If there’s a single piece of real estate that best reflects the way Greater Chattanooga has reinvented itself, it’s the Tomorrow Building, a historic property and one-time hotel in the heart of downtown that has been re-fashioned into a co-living space for the tech/entrepreneurial community, offering fully-furnished apartments where bold thinkers can live among like-minded neighbors.
“We are moving from the point where we are transitioning from Chattanooga being just a great place to live to achieving the critical mass in the tech community where the existing talent base makes it a great place to relocate,” says Weston Wamp, principal at the Dynamo Accelerator and Fund, which supports startups in the logistics, transportation and supply chain industries.
“We are looking for entrepreneurs who are working on transformative technologies or business models,” Wamp says. The fund’s presence makes participation in Dynamo’s three-month accelerator program even more attractive, especially for startups coming from a large region, Wamp says.
“You are not only coming for the investment and the benefits of the accelerator but you may also develop a relationship with your first institutional investor,” he says. “The Fund puts Chattanooga on the map not just as a place where transportation-related companies are based but where capital has been assembled for the specific purpose of investing in the best logistics entrepreneurs around the globe.”
Torch: One of Chattanooga’s Tech Startups
Dynamo is among a wealth of resources that are kickstarting new companies. The Company Lab runs programs and events designed to support the startup ecosystem in the region, Many of the 100-day accelerator programs it offers are theme-based — focused on 3D printing or software companies, for example.

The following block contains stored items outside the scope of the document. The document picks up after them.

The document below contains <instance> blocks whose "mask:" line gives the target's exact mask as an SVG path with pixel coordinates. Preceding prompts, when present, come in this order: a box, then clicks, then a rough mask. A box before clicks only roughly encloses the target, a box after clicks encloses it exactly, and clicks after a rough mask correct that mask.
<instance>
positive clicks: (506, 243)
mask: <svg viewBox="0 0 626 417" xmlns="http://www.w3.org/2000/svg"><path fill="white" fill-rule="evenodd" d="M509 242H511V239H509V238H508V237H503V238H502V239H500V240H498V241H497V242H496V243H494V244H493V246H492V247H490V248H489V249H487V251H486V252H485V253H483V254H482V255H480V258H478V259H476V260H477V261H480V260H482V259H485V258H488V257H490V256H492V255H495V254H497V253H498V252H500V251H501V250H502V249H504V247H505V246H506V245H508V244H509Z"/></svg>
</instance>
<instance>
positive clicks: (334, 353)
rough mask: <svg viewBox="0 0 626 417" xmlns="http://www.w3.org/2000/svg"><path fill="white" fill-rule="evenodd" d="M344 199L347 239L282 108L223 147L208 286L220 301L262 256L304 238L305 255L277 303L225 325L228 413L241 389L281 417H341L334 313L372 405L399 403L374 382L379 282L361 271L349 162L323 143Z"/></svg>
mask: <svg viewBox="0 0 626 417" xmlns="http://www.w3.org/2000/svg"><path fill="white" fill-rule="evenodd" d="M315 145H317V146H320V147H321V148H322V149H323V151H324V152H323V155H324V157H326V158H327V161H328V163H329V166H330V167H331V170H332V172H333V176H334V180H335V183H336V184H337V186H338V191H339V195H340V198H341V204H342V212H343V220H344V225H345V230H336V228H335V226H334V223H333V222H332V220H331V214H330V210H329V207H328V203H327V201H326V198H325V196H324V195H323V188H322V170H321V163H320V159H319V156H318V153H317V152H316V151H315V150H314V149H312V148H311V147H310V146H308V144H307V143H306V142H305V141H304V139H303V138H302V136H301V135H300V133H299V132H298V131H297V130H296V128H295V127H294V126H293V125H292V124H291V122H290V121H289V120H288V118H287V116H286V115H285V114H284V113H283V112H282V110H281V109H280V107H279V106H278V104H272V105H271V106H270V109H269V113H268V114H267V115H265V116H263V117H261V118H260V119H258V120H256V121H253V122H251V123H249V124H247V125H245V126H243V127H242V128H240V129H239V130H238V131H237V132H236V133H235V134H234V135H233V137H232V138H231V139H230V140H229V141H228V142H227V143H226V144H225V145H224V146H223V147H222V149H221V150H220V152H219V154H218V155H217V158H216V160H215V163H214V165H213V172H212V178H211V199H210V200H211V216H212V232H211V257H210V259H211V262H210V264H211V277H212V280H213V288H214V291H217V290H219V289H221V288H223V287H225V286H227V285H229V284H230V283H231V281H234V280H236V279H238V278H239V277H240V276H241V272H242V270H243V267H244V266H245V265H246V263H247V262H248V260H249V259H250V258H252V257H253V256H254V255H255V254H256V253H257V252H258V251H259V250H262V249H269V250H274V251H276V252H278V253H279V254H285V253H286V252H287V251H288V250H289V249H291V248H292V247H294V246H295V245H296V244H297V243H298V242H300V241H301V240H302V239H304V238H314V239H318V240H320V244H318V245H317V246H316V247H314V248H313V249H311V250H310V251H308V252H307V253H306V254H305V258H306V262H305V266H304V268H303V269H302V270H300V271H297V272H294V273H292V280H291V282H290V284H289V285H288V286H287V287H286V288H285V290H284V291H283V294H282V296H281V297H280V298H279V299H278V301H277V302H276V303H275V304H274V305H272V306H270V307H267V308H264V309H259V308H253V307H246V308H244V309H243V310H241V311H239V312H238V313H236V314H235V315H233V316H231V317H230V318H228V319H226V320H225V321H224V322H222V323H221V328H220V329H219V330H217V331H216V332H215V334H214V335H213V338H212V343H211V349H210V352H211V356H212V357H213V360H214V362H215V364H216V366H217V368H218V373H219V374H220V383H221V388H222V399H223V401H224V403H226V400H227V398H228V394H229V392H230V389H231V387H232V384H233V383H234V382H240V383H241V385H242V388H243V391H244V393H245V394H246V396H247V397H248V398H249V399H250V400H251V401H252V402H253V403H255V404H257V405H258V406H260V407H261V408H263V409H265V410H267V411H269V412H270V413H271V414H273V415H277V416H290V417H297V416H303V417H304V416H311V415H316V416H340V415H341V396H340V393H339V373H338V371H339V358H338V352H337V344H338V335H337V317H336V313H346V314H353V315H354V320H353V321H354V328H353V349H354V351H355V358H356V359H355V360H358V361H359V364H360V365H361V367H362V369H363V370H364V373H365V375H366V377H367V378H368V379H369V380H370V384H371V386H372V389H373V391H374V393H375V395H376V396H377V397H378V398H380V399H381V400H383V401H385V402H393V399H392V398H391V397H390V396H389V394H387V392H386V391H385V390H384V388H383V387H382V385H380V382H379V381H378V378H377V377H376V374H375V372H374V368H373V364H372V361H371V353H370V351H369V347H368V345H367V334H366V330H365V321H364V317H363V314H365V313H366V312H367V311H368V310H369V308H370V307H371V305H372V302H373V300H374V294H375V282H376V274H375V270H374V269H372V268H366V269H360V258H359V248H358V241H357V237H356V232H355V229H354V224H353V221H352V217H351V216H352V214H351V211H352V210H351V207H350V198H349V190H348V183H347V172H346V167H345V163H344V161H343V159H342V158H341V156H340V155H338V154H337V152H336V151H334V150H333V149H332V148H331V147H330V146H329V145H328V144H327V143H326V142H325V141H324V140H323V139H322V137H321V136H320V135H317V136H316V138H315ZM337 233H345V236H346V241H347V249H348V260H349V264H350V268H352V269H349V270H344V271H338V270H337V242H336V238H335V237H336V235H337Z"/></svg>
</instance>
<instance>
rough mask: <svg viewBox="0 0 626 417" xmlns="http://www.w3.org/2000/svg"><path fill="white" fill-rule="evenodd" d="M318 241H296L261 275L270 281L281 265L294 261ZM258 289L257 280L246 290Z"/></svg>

GIGTank, a boutique accelerator focuses on high-bandwidth startups. The Hamilton County Business Development Center houses the INCubator, a program of the Chattanooga Chamber of Commerce. More than 70 companies work in the INCubator, the third-largest business incubator in the U.S.
A compelling local startup is Torch, which offers a Wi-Fi router with dynamic internet filtering, one designed to help parents manage their kids’ internet usage much more easily. CEO Shelley Prevost, parent to three school-age children, created Torch with parents of children ages 6 to 18 in mind. “There wasn’t anything out there for a nontechnical parent like me,” she says. “I tried all these different [solutions] on the market and they were difficult to manage, with software that had to be installed on every single device.” Torch, a client of The Lamp Post Group, another Chattanooga venture incubator, captured the top prize and $50,000 at Launch Tennessee’s 36|86 Conference in 2016.
The region’s prowess in logistics is helping draw innovative companies like TransVix, the first futures exchange to focus on trucking freight. The company, started by a Chattanooga native and longtime trucking industry executive, relocated from Texas. Creative types find the region friendly, too. The Cleveland Workspace, on the campus of The Old Woolen Mill in Cleveland, Tenn., offers private studio spaces for local artisans and craftspeople to use. The region’s entrepreneurial, creative and business communities are interconnected in a way that wouldn’t be possible in a mega city. “There is pent up energy in the region that has been unleashed,” says Jack Studer, executive director at The Company Lab. “It’s big enough to get cool stuff done, but small enough that all the players know each other.”
The livability factor and modest cost of living also work in the region’s favor, Studer says. “A lot of smart people have moved here who could easily move to Nashville or Atlanta but came here for lifestyle reasons,” he says. “Plus, everybody is pulling in the same direction here and that makes for a region where launching a company feels like a very real possibility.”